Abstract

The widespread adoption of photovoltaic (PV) technology for renewable energy necessitates accurate segmentation of PV panels to estimate installation capacity. However, achieving highly efficient and precise segmentation methods remains a pressing challenge. Recent advancements in artificial intelligence and remote sensing techniques have shown promise in PV segmentation. Nevertheless, real-world scenarios introduce complexities such as diverse sensing platforms, sensors, panel categories, and testing regions. These factors contribute to resolution, size, and foreground-background class imbalances, impeding accurate and generalized PV panel segmentation over large areas. To address these challenges, we propose GenPV, a deep learning model that leverages data distribution analysis and PV panel characteristics to enhance segmentation accuracy and generalization. GenPV employs a multi-scale feature learning approach, utilizing an enhanced feature pyramid network to fuse data features from multiple resolutions, effectively addressing resolution imbalance. Moreover, inductive learning is employed through a multitask approach, facilitating the detection and identification of both small and large-sized PV panels to mitigate size imbalance.
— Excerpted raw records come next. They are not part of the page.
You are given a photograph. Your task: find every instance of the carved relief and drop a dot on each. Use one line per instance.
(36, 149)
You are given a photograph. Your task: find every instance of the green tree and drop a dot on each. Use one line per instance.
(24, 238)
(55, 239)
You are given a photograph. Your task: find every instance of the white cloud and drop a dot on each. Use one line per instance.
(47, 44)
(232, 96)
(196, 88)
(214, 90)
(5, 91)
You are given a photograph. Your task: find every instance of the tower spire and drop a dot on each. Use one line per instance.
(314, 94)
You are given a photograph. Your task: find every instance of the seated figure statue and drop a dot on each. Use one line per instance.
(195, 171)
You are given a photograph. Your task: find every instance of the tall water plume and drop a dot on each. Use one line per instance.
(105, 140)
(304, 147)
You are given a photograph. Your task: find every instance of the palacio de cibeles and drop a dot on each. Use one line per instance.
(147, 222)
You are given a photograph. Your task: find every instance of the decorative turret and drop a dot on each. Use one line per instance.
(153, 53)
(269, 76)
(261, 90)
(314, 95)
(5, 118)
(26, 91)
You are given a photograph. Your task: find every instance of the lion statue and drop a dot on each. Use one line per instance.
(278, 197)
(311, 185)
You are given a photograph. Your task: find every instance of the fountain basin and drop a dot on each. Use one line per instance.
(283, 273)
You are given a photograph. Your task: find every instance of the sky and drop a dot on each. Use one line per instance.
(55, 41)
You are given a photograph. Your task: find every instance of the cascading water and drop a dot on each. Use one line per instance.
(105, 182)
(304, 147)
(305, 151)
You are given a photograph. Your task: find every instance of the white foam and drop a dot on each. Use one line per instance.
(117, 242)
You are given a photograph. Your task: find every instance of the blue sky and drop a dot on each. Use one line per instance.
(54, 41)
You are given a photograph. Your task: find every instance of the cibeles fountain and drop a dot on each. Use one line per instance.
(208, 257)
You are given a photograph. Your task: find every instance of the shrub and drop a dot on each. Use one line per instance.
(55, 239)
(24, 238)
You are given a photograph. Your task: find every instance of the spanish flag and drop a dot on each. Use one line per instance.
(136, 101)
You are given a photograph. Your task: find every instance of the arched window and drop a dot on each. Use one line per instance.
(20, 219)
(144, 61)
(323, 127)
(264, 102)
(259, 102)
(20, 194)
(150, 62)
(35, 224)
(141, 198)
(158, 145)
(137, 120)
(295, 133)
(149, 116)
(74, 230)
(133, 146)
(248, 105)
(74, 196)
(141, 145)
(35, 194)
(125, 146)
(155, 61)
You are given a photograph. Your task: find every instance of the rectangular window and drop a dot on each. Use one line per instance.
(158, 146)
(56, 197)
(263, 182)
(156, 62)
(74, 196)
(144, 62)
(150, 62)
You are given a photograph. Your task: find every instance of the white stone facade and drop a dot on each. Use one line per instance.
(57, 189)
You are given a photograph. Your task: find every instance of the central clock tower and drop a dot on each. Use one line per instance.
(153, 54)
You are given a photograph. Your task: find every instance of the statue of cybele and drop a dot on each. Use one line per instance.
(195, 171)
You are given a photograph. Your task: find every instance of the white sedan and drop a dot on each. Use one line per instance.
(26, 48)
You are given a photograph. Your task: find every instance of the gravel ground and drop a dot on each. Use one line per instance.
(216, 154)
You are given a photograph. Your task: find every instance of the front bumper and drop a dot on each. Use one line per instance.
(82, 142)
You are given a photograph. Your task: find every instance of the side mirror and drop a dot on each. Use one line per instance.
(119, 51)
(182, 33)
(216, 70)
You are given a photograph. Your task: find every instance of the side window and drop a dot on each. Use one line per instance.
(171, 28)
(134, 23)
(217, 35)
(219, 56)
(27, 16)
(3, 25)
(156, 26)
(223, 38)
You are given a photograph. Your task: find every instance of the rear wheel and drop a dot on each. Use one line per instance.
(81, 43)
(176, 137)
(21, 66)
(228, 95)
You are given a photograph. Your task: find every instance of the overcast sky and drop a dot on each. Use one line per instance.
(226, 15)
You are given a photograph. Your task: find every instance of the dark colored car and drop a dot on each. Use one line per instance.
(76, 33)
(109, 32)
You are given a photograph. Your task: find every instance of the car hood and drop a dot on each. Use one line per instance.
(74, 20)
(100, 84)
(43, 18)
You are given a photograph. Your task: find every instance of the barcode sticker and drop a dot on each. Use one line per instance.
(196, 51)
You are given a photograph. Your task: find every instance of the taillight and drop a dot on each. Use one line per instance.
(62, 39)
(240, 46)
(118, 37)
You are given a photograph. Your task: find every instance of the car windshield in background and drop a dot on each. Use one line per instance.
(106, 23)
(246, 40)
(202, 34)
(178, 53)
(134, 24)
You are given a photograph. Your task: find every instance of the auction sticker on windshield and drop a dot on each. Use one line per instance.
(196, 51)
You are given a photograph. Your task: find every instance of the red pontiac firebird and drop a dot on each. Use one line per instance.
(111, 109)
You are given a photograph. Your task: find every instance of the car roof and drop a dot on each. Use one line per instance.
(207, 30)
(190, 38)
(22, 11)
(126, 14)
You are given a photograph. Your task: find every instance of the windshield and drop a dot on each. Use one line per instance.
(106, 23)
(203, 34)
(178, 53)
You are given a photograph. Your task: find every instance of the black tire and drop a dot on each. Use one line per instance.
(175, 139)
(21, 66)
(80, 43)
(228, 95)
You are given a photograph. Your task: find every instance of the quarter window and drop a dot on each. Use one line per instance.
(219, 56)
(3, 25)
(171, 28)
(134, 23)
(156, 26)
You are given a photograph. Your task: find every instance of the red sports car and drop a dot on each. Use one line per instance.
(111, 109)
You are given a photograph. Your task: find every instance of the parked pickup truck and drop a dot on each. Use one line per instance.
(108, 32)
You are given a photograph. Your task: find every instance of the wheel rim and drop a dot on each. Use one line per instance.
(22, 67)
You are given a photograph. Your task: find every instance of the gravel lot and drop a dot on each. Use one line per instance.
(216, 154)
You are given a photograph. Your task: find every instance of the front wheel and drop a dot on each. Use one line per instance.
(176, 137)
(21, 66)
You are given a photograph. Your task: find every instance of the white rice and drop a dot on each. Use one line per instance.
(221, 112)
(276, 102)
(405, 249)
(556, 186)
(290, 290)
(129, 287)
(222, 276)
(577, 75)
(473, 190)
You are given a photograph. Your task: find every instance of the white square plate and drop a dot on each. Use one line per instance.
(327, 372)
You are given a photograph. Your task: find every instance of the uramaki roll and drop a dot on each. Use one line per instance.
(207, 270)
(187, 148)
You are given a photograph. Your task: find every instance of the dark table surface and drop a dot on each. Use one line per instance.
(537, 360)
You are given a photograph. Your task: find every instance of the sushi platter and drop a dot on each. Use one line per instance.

To address significant class imbalance in PV panel recognition tasks, we integrate the Focal loss function for effective hard sample mining. Through experimental evaluation conducted in Heilbronn, Germany, our proposed method demonstrates superior performance compared to state-of-the-art approaches in PV panel segmentation. The results exhibit progressively higher accuracy and improved generalization capability. These findings highlight the potential of our method to serve as an advanced and practical tool for PV segmentation in the renewable energy field.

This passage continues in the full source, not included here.